The median property tax in Texas is $2,275 per year for a home worth the median value of $125,800. The combined state and average local sales tax rate is 8.2%. You’ll find access to excellent medical care in many of its major cities, including Houston, Dallas and San Antonio.
Washington
“Though it has a higher cost of living, Washington doesn’t tax Social Security or retirement income,” Trenta said. “Its outdoor activities are a draw for many.” While you won’t have to pay state income tax on account distributions, pensions or earnings from a retirement job, your property will be taxed.
The median property tax in Washington is $2,631 per year for a home worth the median value of $287,200. You can expect to pay a combined state and average local sales tax rate of 9.38%. “Washington is known for its high-quality health care system, with excellent medical facilities located in Seattle and other major cities,” Trenta said.
Wyoming
Wyoming doesn't levy an income tax, so there's no state tax bill for any type of retirement or earned income. Retirees won't incur a large tax burden when making purchases either because the combined state and average local sales tax rate is 5.44%.

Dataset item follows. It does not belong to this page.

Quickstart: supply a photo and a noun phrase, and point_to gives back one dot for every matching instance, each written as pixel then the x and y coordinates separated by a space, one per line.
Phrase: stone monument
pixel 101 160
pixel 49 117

You also won't pay high property taxes to own a home. “Pair budget-friendly no income taxes and low property taxes with Wyoming’s natural splendor for an idyllic, tax-efficient retirement,” Plummer said. The median property tax in Wyoming is $1,058 per year for a home worth the median value of $184,000. Retirees may prefer living near state medical hubs such as Rock Springs, Gilette, or Cheyenne.
Should You Move for Lower Taxes?
Reducing your tax burden can be wise when living on a fixed income. You’ll want to think about the financial advantages along with your personal goals in retirement, such as visiting family more or enjoying outdoor activities. Are there enough incentives to pull up roots and move elsewhere, however? Only you know.